What's the difference between the various fasta format options in Progenesis QI for Proteomics and PLGS? - WKB201722
ENVIRONMENT
- ProteinLynx Global Server (PLGS)
- Progenesis QI for Proteomics
ANSWER
In the New Databank and Edit Databank options menu in PLGS, you are asked to choose a Fasta format from a list of options.
Similarly, in the Identify Peptides tab of Progenesis QI for Proteomics, you are asked to select both a fasta file and the format of that fasta file.
So what's the difference between these options, and why are there several options for what's supposed to be a standard amino acid sequence library file format?
All the options follow the basic fasta format; the difference is how they arrange the data in the header of each sequence within the fasta file. FASTA format consists of a description line, beginning with a “>” symbol, followed by multiple lines containing the sequence of amino acid characters in 60-character blocks. What follows the the ">" symbol and what precedes the sequence can vary in both content and order of content. Many of them use the pipe symbol "|", colons, or semi-colons to separate fields. PLGS and Progenesis QI for Proteomics both need to know which version of fasta format is being used so they can correctly read the information about each identification from the header and display it in the results. If you select a fasta variant that's not correct for the fasta file your using, the results may look a bit odd. The PLGS3.0.3 library import/editor tool has a test button that you can use to confirm that you've selected the right fasta variant when importing a fasta file into the sequence library.

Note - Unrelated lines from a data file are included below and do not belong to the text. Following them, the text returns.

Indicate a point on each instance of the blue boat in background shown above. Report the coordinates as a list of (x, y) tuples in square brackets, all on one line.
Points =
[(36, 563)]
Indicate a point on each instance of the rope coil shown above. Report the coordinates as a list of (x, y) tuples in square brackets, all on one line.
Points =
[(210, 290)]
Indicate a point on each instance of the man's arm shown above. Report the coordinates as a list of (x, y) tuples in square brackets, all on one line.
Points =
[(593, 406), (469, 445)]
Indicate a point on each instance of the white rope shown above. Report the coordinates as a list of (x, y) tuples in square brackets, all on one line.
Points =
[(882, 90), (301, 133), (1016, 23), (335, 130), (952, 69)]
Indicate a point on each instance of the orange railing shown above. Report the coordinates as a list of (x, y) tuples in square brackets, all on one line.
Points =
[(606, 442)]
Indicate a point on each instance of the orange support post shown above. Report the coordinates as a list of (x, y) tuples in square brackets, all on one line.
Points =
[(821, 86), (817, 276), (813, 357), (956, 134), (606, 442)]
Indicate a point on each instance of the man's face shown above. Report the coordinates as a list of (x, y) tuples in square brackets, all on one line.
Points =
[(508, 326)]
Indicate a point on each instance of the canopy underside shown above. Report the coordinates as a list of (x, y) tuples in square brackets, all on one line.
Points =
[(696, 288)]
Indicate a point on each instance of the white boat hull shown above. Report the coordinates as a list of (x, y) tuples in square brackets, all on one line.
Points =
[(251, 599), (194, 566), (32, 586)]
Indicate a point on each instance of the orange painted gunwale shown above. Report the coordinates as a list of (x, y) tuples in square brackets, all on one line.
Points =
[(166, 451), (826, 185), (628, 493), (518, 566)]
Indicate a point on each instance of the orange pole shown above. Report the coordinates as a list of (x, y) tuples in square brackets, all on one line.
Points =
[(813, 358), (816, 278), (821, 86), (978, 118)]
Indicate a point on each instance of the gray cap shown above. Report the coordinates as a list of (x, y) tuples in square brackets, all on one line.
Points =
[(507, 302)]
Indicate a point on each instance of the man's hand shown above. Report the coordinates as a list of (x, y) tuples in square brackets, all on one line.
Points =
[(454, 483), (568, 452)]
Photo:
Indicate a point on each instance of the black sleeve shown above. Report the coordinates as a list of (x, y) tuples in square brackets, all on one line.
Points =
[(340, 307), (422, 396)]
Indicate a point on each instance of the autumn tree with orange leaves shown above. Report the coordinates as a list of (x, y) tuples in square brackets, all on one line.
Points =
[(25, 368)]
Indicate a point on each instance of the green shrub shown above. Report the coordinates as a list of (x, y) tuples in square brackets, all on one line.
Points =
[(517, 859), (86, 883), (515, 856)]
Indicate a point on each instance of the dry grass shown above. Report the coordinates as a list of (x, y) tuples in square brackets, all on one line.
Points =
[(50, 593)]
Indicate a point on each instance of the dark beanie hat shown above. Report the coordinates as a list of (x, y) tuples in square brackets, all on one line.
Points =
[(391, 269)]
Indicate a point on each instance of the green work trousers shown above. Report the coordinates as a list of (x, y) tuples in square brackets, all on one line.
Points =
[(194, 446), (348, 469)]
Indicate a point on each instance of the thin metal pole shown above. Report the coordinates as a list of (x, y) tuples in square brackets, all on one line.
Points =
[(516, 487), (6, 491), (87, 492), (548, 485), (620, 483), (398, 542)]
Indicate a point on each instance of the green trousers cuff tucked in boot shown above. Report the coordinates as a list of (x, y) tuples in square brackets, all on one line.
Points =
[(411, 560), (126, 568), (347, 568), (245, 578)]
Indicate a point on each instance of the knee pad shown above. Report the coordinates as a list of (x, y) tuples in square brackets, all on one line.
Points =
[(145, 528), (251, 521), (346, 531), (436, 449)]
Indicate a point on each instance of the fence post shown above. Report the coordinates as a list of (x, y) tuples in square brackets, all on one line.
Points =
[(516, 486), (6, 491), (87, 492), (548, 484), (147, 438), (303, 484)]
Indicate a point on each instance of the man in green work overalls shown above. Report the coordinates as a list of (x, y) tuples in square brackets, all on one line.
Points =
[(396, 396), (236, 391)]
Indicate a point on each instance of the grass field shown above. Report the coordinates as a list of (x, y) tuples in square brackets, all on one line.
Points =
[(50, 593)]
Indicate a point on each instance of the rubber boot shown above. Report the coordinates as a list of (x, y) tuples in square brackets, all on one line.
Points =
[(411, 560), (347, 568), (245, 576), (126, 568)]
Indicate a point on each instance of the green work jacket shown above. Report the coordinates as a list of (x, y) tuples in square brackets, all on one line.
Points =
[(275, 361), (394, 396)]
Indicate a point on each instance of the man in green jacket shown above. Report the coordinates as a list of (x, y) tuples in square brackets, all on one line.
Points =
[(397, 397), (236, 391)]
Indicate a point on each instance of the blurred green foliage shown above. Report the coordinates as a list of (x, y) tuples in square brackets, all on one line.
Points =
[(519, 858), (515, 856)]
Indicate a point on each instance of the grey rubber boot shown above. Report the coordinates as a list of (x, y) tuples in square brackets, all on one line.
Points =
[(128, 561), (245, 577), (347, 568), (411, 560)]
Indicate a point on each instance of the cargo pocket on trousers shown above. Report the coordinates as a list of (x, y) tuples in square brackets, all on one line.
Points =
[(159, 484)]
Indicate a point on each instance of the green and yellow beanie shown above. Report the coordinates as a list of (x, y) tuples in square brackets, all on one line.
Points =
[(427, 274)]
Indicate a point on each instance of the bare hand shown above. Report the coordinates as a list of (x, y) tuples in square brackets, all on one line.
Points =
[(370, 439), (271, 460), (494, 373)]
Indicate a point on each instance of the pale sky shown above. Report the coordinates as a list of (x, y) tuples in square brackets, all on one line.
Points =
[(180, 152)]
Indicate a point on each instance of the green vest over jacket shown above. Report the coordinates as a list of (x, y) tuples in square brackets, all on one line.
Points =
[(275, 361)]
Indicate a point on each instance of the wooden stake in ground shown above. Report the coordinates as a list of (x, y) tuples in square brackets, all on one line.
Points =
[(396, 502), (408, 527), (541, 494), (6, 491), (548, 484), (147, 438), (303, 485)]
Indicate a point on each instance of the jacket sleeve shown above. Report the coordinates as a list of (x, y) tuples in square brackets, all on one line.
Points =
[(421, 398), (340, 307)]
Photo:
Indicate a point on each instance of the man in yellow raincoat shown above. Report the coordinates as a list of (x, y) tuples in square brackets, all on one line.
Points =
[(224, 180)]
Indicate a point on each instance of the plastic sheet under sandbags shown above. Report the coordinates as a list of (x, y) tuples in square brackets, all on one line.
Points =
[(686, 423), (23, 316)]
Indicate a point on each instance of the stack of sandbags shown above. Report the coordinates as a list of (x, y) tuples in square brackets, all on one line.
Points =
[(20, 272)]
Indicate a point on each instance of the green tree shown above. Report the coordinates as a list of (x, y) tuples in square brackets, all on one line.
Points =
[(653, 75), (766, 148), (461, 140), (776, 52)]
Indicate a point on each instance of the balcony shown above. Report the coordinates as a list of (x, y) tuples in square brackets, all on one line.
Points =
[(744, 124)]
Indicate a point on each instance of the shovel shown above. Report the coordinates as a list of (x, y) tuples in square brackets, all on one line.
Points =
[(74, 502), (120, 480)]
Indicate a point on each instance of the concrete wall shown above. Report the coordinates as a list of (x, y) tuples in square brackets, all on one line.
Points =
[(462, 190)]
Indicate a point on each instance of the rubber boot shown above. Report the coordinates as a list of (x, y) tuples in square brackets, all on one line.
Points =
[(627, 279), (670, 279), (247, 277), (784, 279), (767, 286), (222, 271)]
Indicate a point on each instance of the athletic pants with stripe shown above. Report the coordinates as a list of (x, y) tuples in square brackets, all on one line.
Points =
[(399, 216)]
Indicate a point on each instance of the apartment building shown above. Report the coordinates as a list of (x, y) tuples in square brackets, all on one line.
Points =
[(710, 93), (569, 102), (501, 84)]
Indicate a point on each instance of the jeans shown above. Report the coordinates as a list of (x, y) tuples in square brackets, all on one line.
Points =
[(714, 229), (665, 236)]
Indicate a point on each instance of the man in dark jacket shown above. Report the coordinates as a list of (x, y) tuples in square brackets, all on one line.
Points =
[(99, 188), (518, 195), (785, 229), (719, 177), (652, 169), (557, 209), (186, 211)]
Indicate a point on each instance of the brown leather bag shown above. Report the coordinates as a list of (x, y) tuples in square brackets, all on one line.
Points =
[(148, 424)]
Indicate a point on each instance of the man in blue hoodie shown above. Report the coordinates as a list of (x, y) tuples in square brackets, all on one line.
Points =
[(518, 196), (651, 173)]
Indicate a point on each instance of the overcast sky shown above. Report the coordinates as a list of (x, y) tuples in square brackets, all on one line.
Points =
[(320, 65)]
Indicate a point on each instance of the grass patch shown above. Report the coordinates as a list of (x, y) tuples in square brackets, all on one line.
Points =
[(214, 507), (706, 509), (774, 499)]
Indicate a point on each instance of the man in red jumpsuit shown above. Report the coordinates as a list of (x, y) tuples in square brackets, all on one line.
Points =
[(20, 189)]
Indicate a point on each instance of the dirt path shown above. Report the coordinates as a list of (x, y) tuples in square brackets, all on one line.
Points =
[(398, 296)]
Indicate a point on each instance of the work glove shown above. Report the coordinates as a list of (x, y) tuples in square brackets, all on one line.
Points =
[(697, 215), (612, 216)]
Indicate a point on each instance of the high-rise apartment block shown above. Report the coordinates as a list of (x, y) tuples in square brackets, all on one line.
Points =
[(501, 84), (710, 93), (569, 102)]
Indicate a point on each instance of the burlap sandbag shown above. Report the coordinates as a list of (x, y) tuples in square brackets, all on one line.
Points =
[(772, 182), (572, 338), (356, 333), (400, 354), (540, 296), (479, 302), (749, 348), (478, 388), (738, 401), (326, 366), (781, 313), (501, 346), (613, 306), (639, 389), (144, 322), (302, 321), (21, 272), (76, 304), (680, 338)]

Descriptions of some commonly used fasta variants:
FASTA STANDARD
Description line: >NAME|ACCESSION_NUMBER|DATABANK_OF_ORIGIN: DESCRIPTION
Example:
>IF3_AQUAE|O67653|SPT: Translation initiation factor IF-3.
MSKLKEYRVNRQIRAKECRLIDENGQQIGIVPIEEALKIAEEKGLDLVEIAPQAKPPVCK
IMDYGKFKYELKKKEREARKKQREHQIEVKDIRMKVRIDEHDLQVKLKHMREFLEEGDKV
KVWLRFRGRENIYPELGKKLAERIINELSDIAEVEVQPKKEGNFMIFVLAPKRKK
FASTA NCBI_EXPASY_STANDARD
This format comes in two different forms: a 2-pipe version, and the 4-pipe version shown below. The description line of this particular data bank format is not shortened in any way. The Fasta NCBI EXPASY standard option in PLGS and PQIP accepts both 2- and 4-pipe versions.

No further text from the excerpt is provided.